After completing this lab you will gain the following lab skills:

  • Lab safety and proper personal protective equipment (PPE)
  • Proper use of a Nanodrop spectrophotometer and Qubit fluorometer to analyze DNA samples.
  • Analysis of DNA concentration and integrity using absorbance, fluorescence, and gel electrophoresis.
Materials
  • One 10 µL micropipette (p10)
  • Filtered tips for p10
  • Chem wipes
  • Tip disposal container
  • Distilled water
  • New England BioLabs (NEB) gDNA Elution buffer (or whatever buffer experimental DNA is stored in)
  • NanoDrop spectrophotometer
  • Qubit High Sensitivity (HS) 1X working solution and Qubit fluorometer
  • TapeStation Genomic DNA reagents
  • Your genomic DNA samples
Before start
Review the protocols and figures below to learn about how the NanoDrop spectrophotometer, Qubit fluorometer, and TapeStation electrophoresis systems work.

Activity 1:Quantification of DNA with the Nanodrop Spectrophotometer
Activity 1:Quantification of DNA with the Nanodrop Spectrophotometer
Based on the NanoDrop ND-1000 Spectrophotometer Protocol.

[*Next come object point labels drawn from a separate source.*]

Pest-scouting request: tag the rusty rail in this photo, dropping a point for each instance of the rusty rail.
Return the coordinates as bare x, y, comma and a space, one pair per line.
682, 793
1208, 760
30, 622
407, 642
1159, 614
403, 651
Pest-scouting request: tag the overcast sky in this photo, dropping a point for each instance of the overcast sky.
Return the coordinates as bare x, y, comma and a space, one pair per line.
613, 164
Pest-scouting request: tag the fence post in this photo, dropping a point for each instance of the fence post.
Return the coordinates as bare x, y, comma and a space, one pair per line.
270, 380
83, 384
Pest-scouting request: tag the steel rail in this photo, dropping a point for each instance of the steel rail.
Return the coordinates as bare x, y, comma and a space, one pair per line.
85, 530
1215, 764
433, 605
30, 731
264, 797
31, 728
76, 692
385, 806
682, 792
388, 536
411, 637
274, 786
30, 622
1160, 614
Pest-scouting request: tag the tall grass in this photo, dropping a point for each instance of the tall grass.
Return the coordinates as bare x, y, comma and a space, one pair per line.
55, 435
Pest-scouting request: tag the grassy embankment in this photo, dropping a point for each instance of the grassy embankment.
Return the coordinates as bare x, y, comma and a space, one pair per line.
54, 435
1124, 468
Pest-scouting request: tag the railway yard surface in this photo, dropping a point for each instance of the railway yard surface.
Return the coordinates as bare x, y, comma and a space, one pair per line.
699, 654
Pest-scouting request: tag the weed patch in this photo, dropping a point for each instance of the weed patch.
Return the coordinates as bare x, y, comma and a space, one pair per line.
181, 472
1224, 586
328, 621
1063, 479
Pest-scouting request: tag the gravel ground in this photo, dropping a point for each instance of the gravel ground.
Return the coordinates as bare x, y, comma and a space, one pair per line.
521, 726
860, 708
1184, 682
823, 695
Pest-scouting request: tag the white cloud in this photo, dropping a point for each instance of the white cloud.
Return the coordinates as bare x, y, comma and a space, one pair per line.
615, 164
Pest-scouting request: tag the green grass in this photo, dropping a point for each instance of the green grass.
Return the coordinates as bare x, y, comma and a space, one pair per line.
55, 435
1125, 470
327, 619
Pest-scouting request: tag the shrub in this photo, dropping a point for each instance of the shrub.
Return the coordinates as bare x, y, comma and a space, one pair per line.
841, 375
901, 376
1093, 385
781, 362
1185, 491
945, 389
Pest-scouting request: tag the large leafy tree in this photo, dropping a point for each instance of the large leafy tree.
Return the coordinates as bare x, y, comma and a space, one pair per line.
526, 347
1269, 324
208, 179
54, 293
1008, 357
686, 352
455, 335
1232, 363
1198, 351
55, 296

Before starting, watch this 10-minute video: NanoDrop Microvolume Quantitation of Nucleic Acids
Initializing

There will be a laptop next to the NanoDrop. Log in using your NCSU ID and password.


Once you’ve logged in, select the ND-1000 program from the selection of apps on the left side of the screen.
In the main menu, select “Nucleic Acid” from the left column, which will take you to the screen on the right. This is where you’ll see and record results.

The machine will initialize and may make some noises; do not be alarmed.
Once you have set up the NanoDrop program on the laptop, you’ll be prompted to load a water sample to clean and initialize the NanoDrop.
Blanking
Once the machine has been initialized, lift up the bar from the pedestal and ensure the pedestal is clean by wiping each side with a KimWipe.
Wash
Next, you will need to load a “blank” sample of buffer. This is to calibrate the machine to the particular buffer your DNA is housed in.
Using a p10 add Amount1 µL -Amount2 µL of your DNA solvent to the lower pedestal (see image below) and gently lower the NanoDrop arm.

Pipetting
On the computer screen, select “Blank” at the top of the screen after loading.
Next measure your blank by selecting “Measure” at the top of the screen after loading.

The results of the blank should come back near 0 for each metric. If not, clean off the pedestal thoroughly and then load and measure another blank. Once you’ve successfully measured your blank, you may measure your sample.





Blanking
Using a 10 µl filtered pipette tip, add Amount2 µL of your sample to the center of the pedestal.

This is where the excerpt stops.